秀麗な文体に見るべきところがあるが、唯我独尊、「俺様文学」の傾向があって、なかなか評価されない。

本人は古今東西の文学に関する学識があり、自分こそが文学の正統なる後継者と言ってはばからないから、世間の評価など意に介さず、創作に夢中になっている。

しかし文学は時代精神の反映あってこそ。古代の神話は民族の物語、詩は知識人たちの共通の美意識や思想を表す。国民国家の成立にあたっては、各国の言語による国民の物語が求められた。
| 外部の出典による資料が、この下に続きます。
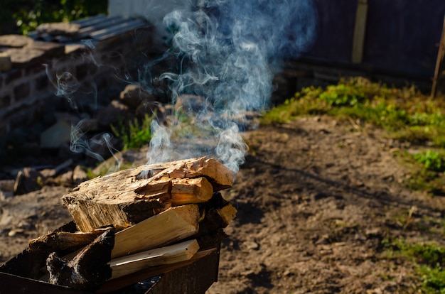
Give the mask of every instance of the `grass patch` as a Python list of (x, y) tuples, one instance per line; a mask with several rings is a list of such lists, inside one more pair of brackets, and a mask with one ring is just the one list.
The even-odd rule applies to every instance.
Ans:
[(326, 89), (309, 87), (264, 114), (261, 123), (282, 124), (299, 116), (328, 114), (339, 121), (358, 121), (385, 130), (407, 146), (427, 146), (412, 156), (402, 151), (409, 166), (406, 185), (445, 195), (445, 99), (431, 99), (413, 87), (402, 89), (355, 77)]
[(112, 131), (117, 137), (122, 140), (123, 150), (139, 148), (146, 145), (151, 138), (151, 125), (155, 114), (145, 114), (139, 121), (137, 118), (128, 123), (119, 122), (118, 126), (111, 126)]
[(402, 258), (413, 263), (426, 293), (445, 293), (445, 247), (435, 243), (409, 243), (405, 239), (385, 239), (385, 258)]
[(304, 88), (266, 113), (262, 123), (324, 114), (378, 126), (393, 138), (445, 147), (444, 99), (431, 100), (414, 87), (390, 88), (360, 77), (343, 80), (326, 89)]

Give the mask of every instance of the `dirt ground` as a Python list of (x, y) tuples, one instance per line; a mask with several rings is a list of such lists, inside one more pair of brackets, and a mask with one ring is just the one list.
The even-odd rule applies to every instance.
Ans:
[[(417, 293), (412, 263), (382, 258), (382, 240), (445, 245), (433, 232), (444, 229), (433, 220), (443, 219), (445, 198), (403, 187), (397, 142), (352, 129), (323, 116), (245, 134), (246, 163), (223, 193), (238, 213), (208, 293)], [(0, 201), (0, 263), (71, 219), (60, 201), (68, 192)]]

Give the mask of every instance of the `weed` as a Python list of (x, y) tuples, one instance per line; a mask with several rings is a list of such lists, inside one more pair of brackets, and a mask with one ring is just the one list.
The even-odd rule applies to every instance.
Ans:
[(427, 150), (414, 155), (414, 158), (424, 164), (424, 170), (445, 171), (445, 159), (438, 152)]
[(151, 138), (150, 126), (154, 116), (154, 114), (151, 116), (146, 114), (144, 119), (140, 123), (137, 118), (134, 118), (128, 124), (121, 121), (118, 127), (111, 126), (113, 133), (122, 140), (124, 143), (123, 150), (139, 148), (149, 143)]
[(445, 247), (435, 243), (409, 243), (407, 240), (385, 239), (385, 256), (412, 261), (424, 293), (445, 293)]
[[(262, 124), (282, 124), (301, 116), (328, 114), (353, 123), (354, 131), (366, 124), (385, 130), (385, 136), (405, 143), (445, 148), (445, 99), (432, 100), (414, 87), (390, 88), (355, 77), (326, 89), (309, 87), (265, 113)], [(427, 151), (413, 157), (399, 152), (412, 175), (406, 185), (429, 194), (445, 195), (445, 151)]]

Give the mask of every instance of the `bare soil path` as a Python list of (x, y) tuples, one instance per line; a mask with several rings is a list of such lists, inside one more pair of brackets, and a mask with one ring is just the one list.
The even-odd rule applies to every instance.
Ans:
[[(445, 245), (445, 199), (403, 187), (397, 142), (352, 129), (323, 116), (245, 134), (246, 163), (224, 191), (238, 214), (208, 293), (416, 292), (412, 264), (382, 258), (382, 241)], [(45, 187), (0, 201), (0, 263), (70, 219), (66, 192)]]

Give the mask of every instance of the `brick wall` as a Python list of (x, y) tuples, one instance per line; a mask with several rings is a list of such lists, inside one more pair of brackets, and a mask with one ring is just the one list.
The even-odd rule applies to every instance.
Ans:
[(58, 112), (85, 118), (119, 97), (137, 80), (149, 51), (150, 31), (128, 29), (74, 43), (0, 36), (0, 149), (11, 141), (38, 142)]

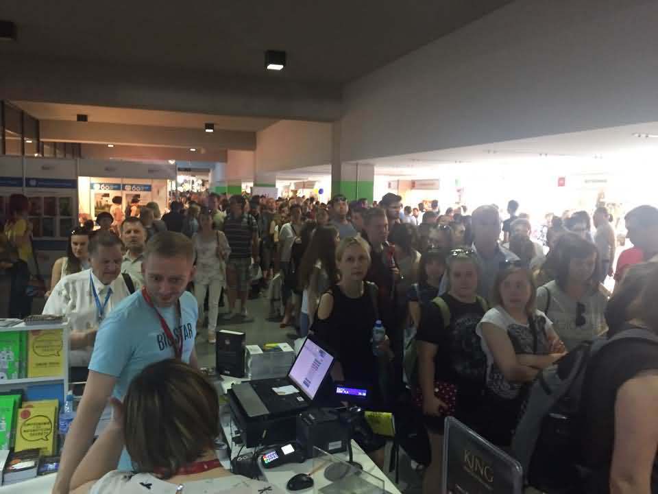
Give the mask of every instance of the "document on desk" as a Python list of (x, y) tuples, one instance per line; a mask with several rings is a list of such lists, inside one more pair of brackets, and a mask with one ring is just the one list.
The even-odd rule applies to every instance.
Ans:
[(298, 393), (300, 390), (292, 384), (287, 386), (279, 386), (278, 388), (272, 388), (272, 391), (279, 396), (287, 396), (288, 395), (294, 395)]

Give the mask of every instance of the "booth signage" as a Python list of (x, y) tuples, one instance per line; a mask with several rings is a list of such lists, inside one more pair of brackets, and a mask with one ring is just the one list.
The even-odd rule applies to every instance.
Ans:
[(0, 187), (23, 187), (23, 177), (0, 177)]
[(126, 192), (150, 192), (150, 184), (123, 184), (123, 190)]
[(112, 191), (112, 190), (120, 191), (121, 189), (121, 184), (100, 183), (98, 182), (92, 182), (90, 187), (92, 190), (98, 190), (98, 191)]
[(42, 189), (77, 189), (77, 180), (75, 178), (25, 178), (25, 187)]
[(522, 494), (521, 465), (453, 417), (446, 419), (443, 492)]

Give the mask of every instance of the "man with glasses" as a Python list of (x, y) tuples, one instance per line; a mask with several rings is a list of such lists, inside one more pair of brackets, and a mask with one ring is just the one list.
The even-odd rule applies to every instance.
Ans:
[(334, 196), (329, 202), (331, 205), (332, 217), (329, 224), (333, 225), (338, 230), (341, 239), (352, 238), (356, 236), (356, 229), (348, 221), (348, 213), (350, 207), (345, 196), (339, 194)]
[(389, 229), (393, 228), (395, 223), (400, 223), (400, 210), (402, 207), (402, 198), (398, 194), (388, 192), (379, 202), (379, 206), (386, 211), (386, 217), (389, 220)]

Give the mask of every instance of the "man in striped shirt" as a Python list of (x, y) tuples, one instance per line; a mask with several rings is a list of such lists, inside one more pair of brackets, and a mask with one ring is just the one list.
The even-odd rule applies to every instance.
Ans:
[[(231, 254), (226, 263), (226, 283), (228, 292), (229, 311), (225, 319), (239, 316), (247, 318), (247, 294), (251, 278), (249, 268), (252, 259), (260, 262), (258, 257), (258, 224), (248, 211), (245, 211), (247, 201), (242, 196), (232, 196), (229, 201), (230, 212), (224, 220), (223, 232), (231, 248)], [(238, 311), (236, 301), (240, 298)]]

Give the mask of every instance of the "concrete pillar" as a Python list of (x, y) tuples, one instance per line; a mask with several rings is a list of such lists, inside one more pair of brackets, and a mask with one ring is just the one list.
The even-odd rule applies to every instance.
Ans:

これらの文脈のないところに、いくら過去の文学的遺産である修辞や形式を用いて小説を書いても、それは仏の入っていない仏壇に過ぎない、と私は思う。世間が、出版社が、評論家が相手にしない。見ていて、友人として痛ましい。

などと指摘すれば、たちまち友情にヒビが入ることは想像に難くない。「ならばお前も書いてみろ」と言われてお終いであろう。あるいは単なる愛書家の私には及びもつかない文学の境地があって、時代を超えた普遍性がそこにはあるのかも知れない。

いずれにせよ、人生は有限であり、結果が全てだ。黙って見守るのも友情のひとつの形、処世術のひとつ。彼の成功を祈ることにしよう。